Diduga Tak Dibekali K3, Pekerja Proyek Diarea Kantor Pemkab Bogor dan DPRD Abaikan Keselamatan Kerja
Proyek kawasan pusat pemerintahan daerah (Pemda) Tegar Beriman dengan konsep budaya Sunda era Kerajaan Pajajaran kini sedang dalam proses pengerjaan.
Proyek Penataan lingkungan Tegar Beriman Pemerintah Kabupaten Bogor yang dikerjakan melalui Sekretariat Daerah nilai pagu anggaran APBD Rp 11.161.988.000.00, terlihat dari Lapangan Tegar Beriman, taman di area Kantor Bupati Bogor, hingga kawasan Masjid Baitul Faidzin.

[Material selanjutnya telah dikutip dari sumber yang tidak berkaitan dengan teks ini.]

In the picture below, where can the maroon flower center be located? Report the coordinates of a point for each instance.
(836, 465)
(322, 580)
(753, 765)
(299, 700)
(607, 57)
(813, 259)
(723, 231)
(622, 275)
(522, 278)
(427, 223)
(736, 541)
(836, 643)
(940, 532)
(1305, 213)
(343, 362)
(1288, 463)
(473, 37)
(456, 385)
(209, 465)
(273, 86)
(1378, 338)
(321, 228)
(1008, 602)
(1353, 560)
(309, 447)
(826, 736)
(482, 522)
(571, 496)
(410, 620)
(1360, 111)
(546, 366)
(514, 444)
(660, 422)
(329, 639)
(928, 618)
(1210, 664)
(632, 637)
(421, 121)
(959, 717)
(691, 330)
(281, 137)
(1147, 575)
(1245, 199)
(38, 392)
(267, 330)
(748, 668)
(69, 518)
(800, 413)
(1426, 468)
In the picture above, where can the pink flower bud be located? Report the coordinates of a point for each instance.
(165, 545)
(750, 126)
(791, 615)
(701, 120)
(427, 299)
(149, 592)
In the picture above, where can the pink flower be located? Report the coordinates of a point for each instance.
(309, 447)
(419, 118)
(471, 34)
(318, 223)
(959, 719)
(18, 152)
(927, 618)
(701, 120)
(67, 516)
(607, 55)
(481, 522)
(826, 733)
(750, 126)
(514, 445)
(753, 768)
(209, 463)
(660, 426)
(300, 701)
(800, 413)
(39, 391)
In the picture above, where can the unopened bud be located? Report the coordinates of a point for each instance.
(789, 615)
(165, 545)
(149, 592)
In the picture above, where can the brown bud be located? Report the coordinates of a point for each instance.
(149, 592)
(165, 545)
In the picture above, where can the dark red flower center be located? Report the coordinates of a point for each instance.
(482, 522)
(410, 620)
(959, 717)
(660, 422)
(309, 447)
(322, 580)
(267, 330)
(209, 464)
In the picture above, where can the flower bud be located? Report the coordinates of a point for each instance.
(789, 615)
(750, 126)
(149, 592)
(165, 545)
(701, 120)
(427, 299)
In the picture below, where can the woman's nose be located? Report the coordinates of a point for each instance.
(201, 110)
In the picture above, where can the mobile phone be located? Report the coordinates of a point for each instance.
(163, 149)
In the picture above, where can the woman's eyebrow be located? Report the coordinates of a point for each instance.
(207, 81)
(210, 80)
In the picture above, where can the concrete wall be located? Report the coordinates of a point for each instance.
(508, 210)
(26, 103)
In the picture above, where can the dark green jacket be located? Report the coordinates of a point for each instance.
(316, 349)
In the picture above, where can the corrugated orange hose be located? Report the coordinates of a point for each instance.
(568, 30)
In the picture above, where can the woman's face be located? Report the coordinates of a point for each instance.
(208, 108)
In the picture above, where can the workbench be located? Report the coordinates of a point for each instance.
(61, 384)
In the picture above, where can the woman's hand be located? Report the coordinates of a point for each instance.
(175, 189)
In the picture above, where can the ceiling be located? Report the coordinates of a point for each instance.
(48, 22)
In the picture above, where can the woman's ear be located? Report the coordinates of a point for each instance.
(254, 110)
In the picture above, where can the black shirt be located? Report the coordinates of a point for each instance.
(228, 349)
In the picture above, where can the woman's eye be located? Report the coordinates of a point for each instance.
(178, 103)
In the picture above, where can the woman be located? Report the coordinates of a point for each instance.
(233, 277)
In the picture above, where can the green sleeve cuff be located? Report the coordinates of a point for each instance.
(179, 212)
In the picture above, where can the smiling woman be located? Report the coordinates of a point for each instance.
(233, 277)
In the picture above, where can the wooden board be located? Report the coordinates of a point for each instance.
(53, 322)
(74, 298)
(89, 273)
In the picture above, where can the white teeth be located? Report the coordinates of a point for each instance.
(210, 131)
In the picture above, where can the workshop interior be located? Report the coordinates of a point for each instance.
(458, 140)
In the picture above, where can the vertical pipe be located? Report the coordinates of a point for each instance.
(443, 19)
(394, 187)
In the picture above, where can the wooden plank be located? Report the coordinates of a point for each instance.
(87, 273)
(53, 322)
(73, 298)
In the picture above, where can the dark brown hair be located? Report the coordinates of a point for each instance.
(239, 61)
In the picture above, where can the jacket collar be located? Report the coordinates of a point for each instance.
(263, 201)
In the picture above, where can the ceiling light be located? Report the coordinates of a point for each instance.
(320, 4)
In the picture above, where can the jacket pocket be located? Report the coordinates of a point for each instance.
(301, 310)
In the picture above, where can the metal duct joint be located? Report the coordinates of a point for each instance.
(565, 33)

Kawasan ini akan diubah menjadi ruang terbuka yang lebih ramah dan mudah diakses oleh masyarakat. Namun disayangkan sejumlah pekerja terlihat mengabaikan Keselamatan Kesehatan Kerja (K3) sebagai alat pelindung diri.
Hal tersebut terkesan minimnya pengawasan, adanya dugaan pembiaran yang kembali terjadi di salah satu proyek sekitar lapangan Tegar Beriman depan DPRD dan area halaman Pemerintah Kabupaten Bogor.
Bedasarkan amatan Wartawan Rizky Tile dilapangan, Sabtu (02/05/26) adanya proyek pembangunan Gapura dan revalitasi sekitar halaman depan Kantor DPRD dan Pemerintah Kabupaten Bogor yang berlokasi di Tegar Beriman, Cibinong Kab Bogor diduga melanggar, hampir semua pekerja tidak memakai alat pelindung K3.
Perlu diketahui, K3 merupakan upaya untuk menciptakan lingkungan kerja yang sehat dan aman, sehingga dapat mengurangi probabilitas kecelakaan kerja/penyakit akibat kelalaian yang mengakibatkan demotivasi dan dan defisiensi produktivitas kerja.
mengatakan, kegiatan atau pekerjaan kontruksi diwajibkan menggunakan Alat Pelindung Diri (APD) demi menjaga keselamatan dan kesehatan para pekerja.
“Ini sudah menyalahi aturan karena Mentri PUPR dalam peraturannya telah menyatakan para pekerja kontruksi itu wajib menggunakan APD dan itu tanggung jawab pengusahanya,” tegas kepada Wartawan ini, Sabtu (02/05/26).
Ia meminta kepada beberapa pihak instansi terkait termasuk Dinas PUPR, Inspektorat dan Bupati Bogor untuk mengevaluasi para pengusaha yang tidak memperhatikan para pekerjanya.
“Jadi simple para pekerjanya saja tidak diperhatikan, itu hal sepele, hal murah APD apa lagi kualitas pekerjaannya. Kami meragukan pengusaha tersebut,” Ujarnya.